Note: The following example uses STDIO transport. Integrating Roo Code with the HTTP transport requires handling the OAuth 2.1 flow, which may need specific configuration within Roo Code or a proxy setup. This example needs review based on the mandatory OAuth for HTTP.

Roo Code (VS Code extension) can use this server via STDIO:

  1. Enable MCP Servers in Roo Code settings
  2. Create .roo/mcp.json in your project:
 {
  "mcpServers": {
    "google-researcher-mcp": {
      "command": "node",
      "args": ["~/Documents/Cline/MCP/google-researcher-mcp/dist/server.js"],
      "cwd": "~/Documents/Cline/MCP/google-researcher-mcp/dist/",
      "env": {
        "GOOGLE_CUSTOM_SEARCH_API_KEY": "${env:GOOGLE_CUSTOM_SEARCH_API_KEY}",
        "GOOGLE_CUSTOM_SEARCH_ID": "${env:GOOGLE_CUSTOM_SEARCH_ID}",
        "GOOGLE_GEMINI_API_KEY": "${env:GOOGLE_GEMINI_API_KEY}"
      },
      "alwaysAllow": [
        "google_search",
        "scrape_page",
        "analyze_with_gemini",
        "research_topic"
      ],
      "disabled": false
    }
  }
}
  1. Start the server and use Roo Code to ask research questions

Tests

The project uses a focused testing approach that combines end-to-end validation with targeted unit/integration tests.

Test Scripts

ScriptDescription
npm testRuns Jest tests for internal components
npm run test:e2eRuns both STDIO and SSE end-to-end tests
npm run test:e2e:stdioRuns only the STDIO end-to-end test
npm run test:e2e:sseRuns only the SSE end-to-end test
npm run test:coverageGenerates detailed coverage reports

Testing Approach

Our testing strategy has two main components:

  1. End-to-End Tests: Validate the server's overall functionality through its MCP interface:

    • e2e_stdio_mcp_client_test.mjs: Tests the server using STDIO transport
    • e2e_sse_mcp_client_test.mjs: Tests the server using HTTP+SSE transport
  2. Focused Component Tests: Jest tests for the stateful logic unique to this server:

    • Cache System: Unit and integration tests for the in-memory cache, persistence manager, and persistence strategies
    • Event Store: Unit and integration tests for the event store and event persistence manager

This approach provides comprehensive validation while keeping tests simple, focused, and fast.

Contributing

We welcome contributions! This project is open source under the MIT license.

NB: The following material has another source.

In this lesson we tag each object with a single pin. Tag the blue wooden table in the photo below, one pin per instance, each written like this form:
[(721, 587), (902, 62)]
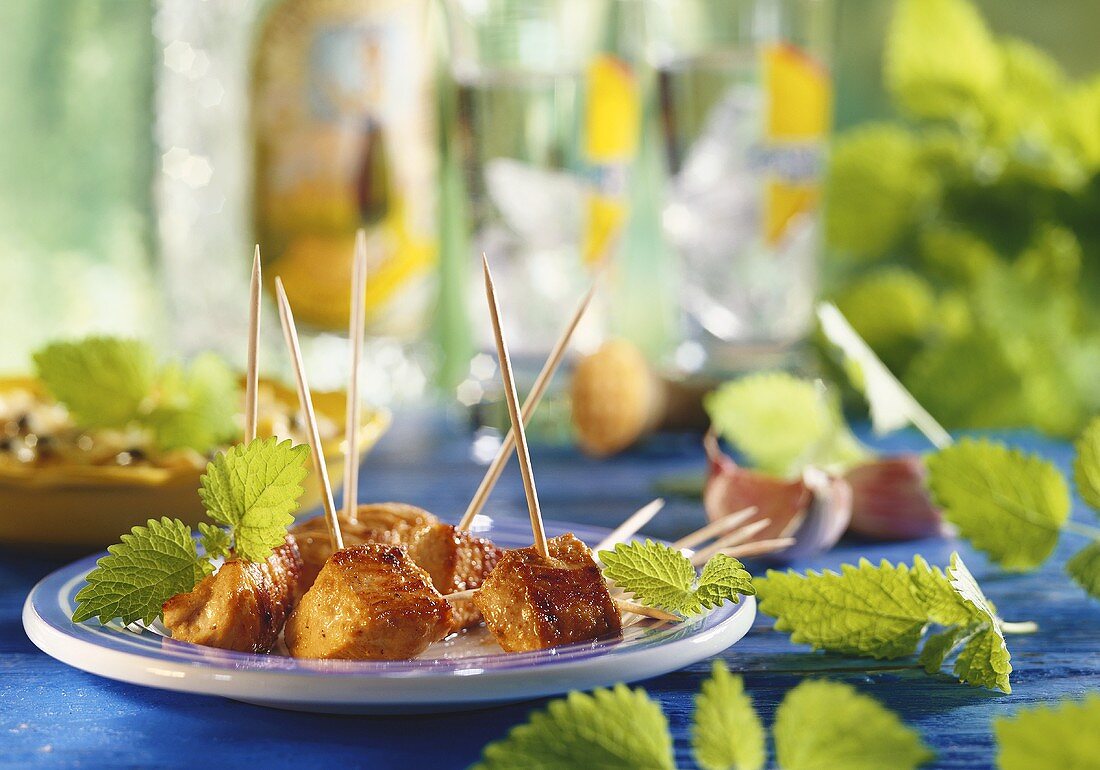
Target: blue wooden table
[(54, 716)]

  • Star this repo if you find it useful
  • Fork it to create your own version
  • Submit PRs for bug fixes or new features
  • Report issues if you find bugs or have suggestions

To contribute code:

  1. Fork the repository
  2. Create a feature branch (git checkout -b feature/amazing-feature)
  3. Make your changes
  4. Submit a pull request

License

This project is licensed under the MIT License - see the file for details.